Zürafaların davranışları

İçindekiler:

Anonim

Popüler kültürdeki bu tür ikonik hayvanlar olarak, zürafa davranışının kapsamlı bir şekilde incelendiğini düşünürsünüz. Ancak, onlar hakkında kapsamlı bir bibliyografya yok ve yakın zamana kadar etiolojilerini derinlemesine inceleyen neredeyse hiçbir çalışma yoktu.
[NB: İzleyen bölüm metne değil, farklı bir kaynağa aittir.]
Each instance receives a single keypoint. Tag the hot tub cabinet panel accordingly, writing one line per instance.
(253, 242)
Bu devleri biraz daha yakından tanımak isterseniz en önemli özelliklerini ve davranışları hakkında şimdiye kadar bilinenleri burada bulabilirsiniz. Gözlem açısından diğer türlerin gerisinde olsalar da kaçırmayın, çünkü yine de büyüleyici hayvanlar.

zürafaların özellikleri

Şu anda tümü Giraffa cinsine ait, Giraffidae familyası içinde ve Artiodactyla takımında sınıflandırılan 4 zürafa türü tanınmaktadır. Bu türler Giraffa camelopardalis, Giraffa reticulata, Giraffa giraffa ve Giraffa tippelskirchi'dir.

Zürafa dünyanın en uzun memelisidir. Erkekler yaklaşık 5,7 metre ve dişiler biraz daha kısa, yaklaşık 4,5 metredir. Ağırlık ile ilgili olarak, erkekler yaklaşık 2 ton vücut kütlesine ulaşabilirken, dişiler yaklaşık 1.200 kilogramda kalır.

Zürafalar, mevcut kaynaklara bağlı olarak değişen sayıda popülasyonda bulundukları Afrika kıtasına dağılmıştır. Özellikle Sahra'nın güneyinden doğu Transvaal, Natal ve kuzey Botsvana'ya kadar bulunabilirler.

Zürafalar, Nijer'de kalan bir nüfus dışında Batı Afrika'nın çoğundan kayboldu.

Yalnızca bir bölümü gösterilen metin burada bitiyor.